From a climate perspective, tree plantations not only are not a solution. They also add yet more problems. It is impossible to predict how much carbon any plantation could remove from the atmosphere, and for how long. Unlike subterranean oil or coal, carbon stored in trees is “fragile”: it can quickly reenter the atmosphere at any time through wildfires, storms, insect infestation, disease and decay.

When tree plantations are harvested, it is very difficult to track the carbon stored in the wood. Some of the paper and wood products may be burned almost immediately; others may decay more slowly; still others may enjoy a somewhat longer life in housing or furniture; and some may be landfilled, which could lead either to long-term sequestration or to dangerous releases of methane, depending on circumstances.

This is only the beginning.
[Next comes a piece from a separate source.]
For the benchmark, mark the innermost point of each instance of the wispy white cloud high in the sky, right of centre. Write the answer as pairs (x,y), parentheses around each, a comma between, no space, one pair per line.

In order to be able to claim credibly that a tree plantation “compensated for” a certain quantity of CO2 emitted, carbon- plantation proponents would have to factor in a figure representing the degree to which their plantations destroyed existing carbon reservoirs, thus adding CO2 to the air.

Moreover, any communities displaced from carbon plantations would have to have their activities monitored closely for (say) a century, no matter where they had migrated to, to determine precisely what impact they were having on forests or grasslands elsewhere, thus releasing the carbon stored in those ecosystems to the atmosphere.

For those and a long list of other reasons, large-scale “offset” plantations, instead of mitigating global warming, could even make it worse. In delaying the phaseout of fossil fuel mining, the transition to a more equitable distribution of emissions, and more sensible energy and transportation use, such plantations could result ultimately in an increased amount of avoidable carbon emissions both from industry and from the land.